Again to keep the math simple, let’s say that the 2008 budget of $2.9 trillion was met with a 15 percent tax rate. If everything else remained the same, increasing the federal budget to $3.0 trillion would mean increasing the tax rate to 15.52 percent in order to keep up. On the other hand, cutting federal spending to $2.8 trillion could result in decreasing the tax rate to 14.48 percent.
While it would not be quite this simple, for as we saw above changes in taxes effect the economy, the key point is that it would at least be possible to talk somewhat intelligently about the relationship between government spending and taxes. With the current system government spending is almost completely disconnected from taxes.
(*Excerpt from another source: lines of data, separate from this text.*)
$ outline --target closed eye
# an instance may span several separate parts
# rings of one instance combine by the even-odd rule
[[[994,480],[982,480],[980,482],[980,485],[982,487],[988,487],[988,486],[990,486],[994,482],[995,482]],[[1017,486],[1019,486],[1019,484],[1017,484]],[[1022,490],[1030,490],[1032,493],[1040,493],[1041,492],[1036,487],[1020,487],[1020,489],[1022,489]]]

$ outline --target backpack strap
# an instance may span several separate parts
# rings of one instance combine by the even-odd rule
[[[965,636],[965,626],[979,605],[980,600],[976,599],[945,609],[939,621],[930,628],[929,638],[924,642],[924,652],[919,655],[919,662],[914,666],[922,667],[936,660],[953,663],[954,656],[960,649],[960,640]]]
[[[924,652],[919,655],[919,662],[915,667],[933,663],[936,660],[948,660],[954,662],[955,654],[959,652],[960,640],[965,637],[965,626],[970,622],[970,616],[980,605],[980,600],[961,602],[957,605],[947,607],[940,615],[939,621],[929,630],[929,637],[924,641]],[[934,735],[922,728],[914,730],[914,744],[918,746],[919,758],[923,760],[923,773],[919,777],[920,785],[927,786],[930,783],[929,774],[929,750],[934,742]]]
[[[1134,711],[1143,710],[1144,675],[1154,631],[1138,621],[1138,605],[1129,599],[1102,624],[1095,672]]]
Even when there is a discussion of how a new program will be paid for, rarely does this translate down into terms such that the average citizen could understand how much more they are being asked to pay.
Yet with this system, if spending went from $2.9 trillion to $3.0 trillion, the family of three mentioned above who was paying $750 would see their taxes go up $25.86 to $775.86 The single person making $100,000, on the other hand, would see their taxes go up $466 to $13,966. This would be a vast improvement over the current system, where it is virtually impossible to tell what effect such an increase would have, and as a result, there is seemingly little if any link between our taxes and government’s spending.
Another Way
Another proposal is called “The Fair Tax”43 and it scraps the income tax altogether, replacing it with a national “consumption” or sales tax. Under the Fair Tax there is an equivalent of the personal deduction that was seen in the flat tax, but here it takes the form of a ‘rebate’ for a portion of the tax paid in advance each month.
At the beginning of each month everyone would receive a check from the government reimbursing them for a portion of the sales taxes they could be expected to pay that month. The rebate would be determined based on poverty level so those at or below the poverty level would not pay tax. In fact for those below the poverty level this would be additional money. For those above the poverty level, they would effectively be paying taxes only on money they spent beyond the poverty level.
Again there would still be a level of progressiveness in that the rich would pay more simply because they consume more. More importantly, like the Flat tax, the rate and the rebate (deduction) would be the same for everyone. As such, this would have the same benefits of simplicity and of linking taxes to spending as did the Flat Tax. There are additional economic benefits to such a tax, but they are outside the scope of this discussion.o
The key aspect of both of these approaches is that if taxes needed to go up to pay for additional government programs, they would go up on everyone. The majority of people would not be able to impose higher taxes on a minority to pay for government programs they want, but do not wish to pay for themselves. Thus either of these proposals would restore one of the key checks and balances needed to preserve democracy. With the increasing visibility of taxes and the clearer link between taxes and spending, the steady growth in taxes seen over the last century would quickly be brought under control.